Published On: Thu, Sep 24th, 2020

EDR Security Best Practices

Endpoint detection and response (EDR) deals with securing the outboard devices connected to a network. While this is something organizations didn’t have to deal with 20 years ago, it’s going to become an increasingly important concern. Knowing the best practices for these tools can help enterprises use them in the most effective way. 

What Is EDR Security?

The way networks are configured is one issue that’s contributing to the increasing need for EDR security. In the past, networks were entirely contained and defined by on-premise systems. These were run through servers and applications housed on-site at an enterprise. Along came the cloud and a whole new way of building networks and sharing data. 

photo/ Gerd Altmann via pixabay

Devices (endpoints) are no longer confined to the walls of an office. People take them home. They use them at work sites. The cloud has created a whole new way of doing business. But it has also brought along a big problem: How do enterprises secure their networks now that they’ve become more decentralized? 

EDR security is one answer to this question. 

In essence, EDR security is a way for IT teams to identify and isolate threats before they become catastrophic. Some estimates say about 7.5 septillion (that’s 75 followed by 20 zeros) gigabytes of data are created every single day. The vast majority of this data goes unused; but that doesn’t mean it’s safe to the enterprise. Organizations must be able to cut through the noise of all this data creation to see what’s safe and what poses a threat. EDR tools help enterprises find these threats as they occur, which can vastly improve the odds of fending off malicious attacks. 

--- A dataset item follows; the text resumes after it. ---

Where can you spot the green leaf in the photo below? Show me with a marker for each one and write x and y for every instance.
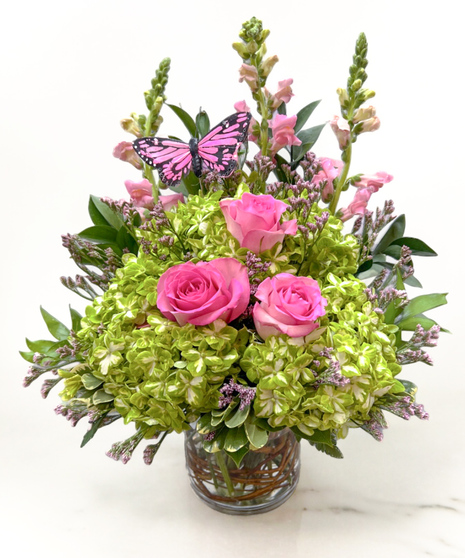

What Are EDR Security Best Practices? 

As with any enterprise-grade tool, there are right ways and wrong ways to implement EDR security protocols. The following are some best practices every IT team and business should consider when looking at EDR security tools:

  • Employee training, education, and permissions are as important as anything. Too often enterprises get IT security tools and relegate their implementation entirely to the teams that use them most. While not every employee needs to be an expert in EDR security applications, everyone with access to an endpoint needs to be on the same page. Otherwise, your organization is going to be more prone to threats. Education and training should be mandatory, continuous, and complete. Many people aren’t going to see the value in doing this. But that doesn’t mean it shouldn’t be done. Social engineering is still one of the most dangerous threats to enterprise security today. Unfortunately, it’s so effective because it takes advantage of human nature. Education, training, and keeping employee permissions only at the necessary level can limit risk. 
  • Have a plan before something goes wrong. If you don’t know exactly how to react when a threat surfaces, it’s probably already too late. EDR security tools are useful to enterprises because they facilitate rapid responses to security issues. This is only going to serve you, however, if you actually know how to react in that scenario. Run through simulated outcomes. Create orders of operations. Build your network security in a way that will allow you to respond to attacks fast, and without having to log into every enterprise account.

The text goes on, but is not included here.